More than 120,000 visitors have attended fairs, not including the “millions” logging in via social media, magazines, radio, print and TV, around Australia and overseas.
About 200 artisans — from coopers to blacksmiths, leatherworkers to toolmakers — have demonstrated their trades, including visiting artisans from the UK and the USA who travel to be part of the event each year.
“We have provided letters of recommendation to a number of artisans for them to successfully be awarded fellowships, such as Churchill Fellowships, to travel overseas to further their skills,” Lisa says. “We have received handwritten letters and emails from artisans thanking us for the event and letting us know what it means.
“For many it has changed them, they have formed strong friendships, they have found a support network and new makers with which to collaborate.”
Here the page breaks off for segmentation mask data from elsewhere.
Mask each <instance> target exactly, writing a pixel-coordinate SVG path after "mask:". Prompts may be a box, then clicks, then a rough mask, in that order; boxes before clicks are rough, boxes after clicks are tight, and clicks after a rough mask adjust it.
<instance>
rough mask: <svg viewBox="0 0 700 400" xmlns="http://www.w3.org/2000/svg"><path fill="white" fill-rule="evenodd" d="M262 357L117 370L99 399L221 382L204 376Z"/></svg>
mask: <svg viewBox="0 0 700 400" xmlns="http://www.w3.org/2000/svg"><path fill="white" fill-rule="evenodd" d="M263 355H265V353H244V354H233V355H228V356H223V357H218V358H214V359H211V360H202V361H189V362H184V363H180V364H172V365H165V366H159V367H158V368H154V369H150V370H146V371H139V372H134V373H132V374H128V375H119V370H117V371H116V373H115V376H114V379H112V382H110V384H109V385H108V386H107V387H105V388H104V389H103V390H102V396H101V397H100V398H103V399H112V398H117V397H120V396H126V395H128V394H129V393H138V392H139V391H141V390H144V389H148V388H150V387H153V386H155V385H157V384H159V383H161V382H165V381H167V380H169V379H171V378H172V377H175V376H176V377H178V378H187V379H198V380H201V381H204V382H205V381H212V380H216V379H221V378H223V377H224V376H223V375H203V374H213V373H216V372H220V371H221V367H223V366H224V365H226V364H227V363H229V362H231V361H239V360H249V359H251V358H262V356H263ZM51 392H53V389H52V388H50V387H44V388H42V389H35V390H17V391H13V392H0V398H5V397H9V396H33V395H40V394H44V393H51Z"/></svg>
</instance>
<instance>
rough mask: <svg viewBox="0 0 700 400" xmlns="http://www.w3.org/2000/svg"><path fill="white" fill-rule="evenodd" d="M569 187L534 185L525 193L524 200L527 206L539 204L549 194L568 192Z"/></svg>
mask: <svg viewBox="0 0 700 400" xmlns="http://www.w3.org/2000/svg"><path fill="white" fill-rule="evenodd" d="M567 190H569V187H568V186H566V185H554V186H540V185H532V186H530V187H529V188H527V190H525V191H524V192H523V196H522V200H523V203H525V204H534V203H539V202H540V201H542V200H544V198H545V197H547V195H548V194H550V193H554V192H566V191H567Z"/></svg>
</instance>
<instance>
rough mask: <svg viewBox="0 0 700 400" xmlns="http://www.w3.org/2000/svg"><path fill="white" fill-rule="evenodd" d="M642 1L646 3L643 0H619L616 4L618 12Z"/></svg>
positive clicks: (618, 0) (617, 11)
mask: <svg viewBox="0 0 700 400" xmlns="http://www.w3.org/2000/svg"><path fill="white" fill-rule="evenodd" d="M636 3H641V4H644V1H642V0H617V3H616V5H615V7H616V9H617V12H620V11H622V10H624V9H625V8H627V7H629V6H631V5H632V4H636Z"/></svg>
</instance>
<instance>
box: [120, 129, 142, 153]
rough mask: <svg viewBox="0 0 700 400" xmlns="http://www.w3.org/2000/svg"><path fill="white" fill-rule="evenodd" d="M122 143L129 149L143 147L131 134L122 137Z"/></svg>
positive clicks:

And to crown their achievements, in June Glen and Lisa will travel to the US to be keynote speakers at an international conference in Boston for the Association of Living History Farms and Museums, where they will present the journey of the Lost Trades Fair.
They’re in the process of taking out an international trademark (they long ago got an Australian one), with requests for Lost Trades fairs coming in from the US and UK on the back of the conference.
“It is pretty exciting to receive international recognition for an event started in a small country town in rural Victoria.
“It is hard to believe and I do sometimes have to pinch myself.”
The achievement is all the more significant given Glen is a former policeman and Lisa worked in marketing and PR for corporates such as L’Oreal and SPC. In 2012 they farewelled Melbourne to make their mark on Kyneton.
Glen continues to make his handcrafted chairs, sold in their Piper Street shop, which is now called Lost Trades: The Artisan Store. The shop also sells goods from their array of makers.
While Lisa started out almost single-handedly running the fair, it has become so big she has a year-round part-time staff of four, including a designer, artisan liaison manager and an interstate events manager. She continues to focus on media and PR, taking a wage after everyone else is paid.
“We have created a monster, but it’s a beautiful monster. I’ve built the perfect job for myself. I get to be around people who are creative and passionate.
“After six years I have learnt to cut the apron strings a bit and let people do the job they’re paid to do.”
The 51-year-old says she was always crafty, thanks to her nan, being able to sew, knit, sequin and crochet from a young age.
But since starting Lost Trades, Lisa has taken part in classes as varied as spoon carving and leather work, to ceramics and mould making. The Rundells now act as agents for many artisans, publicising workshops and classes around Australia.
Lisa says she never fails to be impressed by the work of the creators.
This year for the first time they will feature indigenous basket weavers from remote northeast Arnhem Land.
One boy who will appear at the fair this year started out as an 11-year-old visitor, but at 16 turned his hand to blacksmithing, inspired by the fair.
Lisa’s ultimate dream would be to gather all the artisans on a plane and take their work around the world to show “Australian manufacturing and craftsmanship at its best”.
“It’s a revolution of artisans – those who want to pursue a life that is meaningful, make beautiful things that are not throwaway and will last generations, made with an honesty that is real and tangible.
“Hopefully it has changed people’s perspectives on what craftsmanship really is and just how clever we can be with our hands.
“We set out to create an artisan-led event that would inspire people and I hope that we do. I think the Lost Trades Fair in many ways has achieved more than we ever expected.”